Post written by John Gubatan, MD, from the Division of Gastroenterology and Hepatology, Stanford University School of Medicine, Stanford, California, USA.
We present a case of a 79-year-old woman with a history of cirrhosis who presented with hematemesis and was found to have a large blood clot in the lesser curvature and fundus of the stomach. The clot obscured visualization and prevented localization of the bleeding lesion. Despite promotility agents to help with clearance, the clot continued to enlarge with ongoing bleeding. Attempts to mechanically disrupt and remove the clot with cold snare, Roth net, and Biovac were ineffective because of the size of the clot. Through novel application of an endoscopic morcellator (EndoRotor®), we were able to liquefy and clear the large clot. Clearance of the clot did reveal a bezoar which could not be completely cleared by the endoscopic morcellator due to fibrous material. The bezoar was quickly cleared with metoclopramide ultimately revealing a 5-mm Forrest Class IIA cratered ulcer in the posterior wall of the stomach. Hemostasis was successfully achieved after bipolar thermal therapy.

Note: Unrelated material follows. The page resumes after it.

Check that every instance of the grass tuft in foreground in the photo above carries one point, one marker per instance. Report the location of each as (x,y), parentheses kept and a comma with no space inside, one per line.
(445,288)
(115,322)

Our case illustrates a not uncommon scenario encountered by endoscopists in evaluating patients with upper-GI bleeding and the limitations of our current endoscopic arsenal when faced with large obscuring clots. Difficulties and delays in localizing the culprit bleeding lesion can lead to multiple endoscopies and longer hospitalizations. Application of the endoscopic morcellator likely decreased the time to identifying an intervenable lesion and decreased the length of hospitalization in our patient.
The endoscopic morcellator was designed to remove benign mucosal tissue throughout the GI tract such as ablation of nonneoplastic Barrett’s esophagus and direct endoscopic pancreatic necrosectomy. We demonstrate that this novel technology can also be applied to liquefy blood clots and may be an adjunct to our standard therapies for GI bleeding.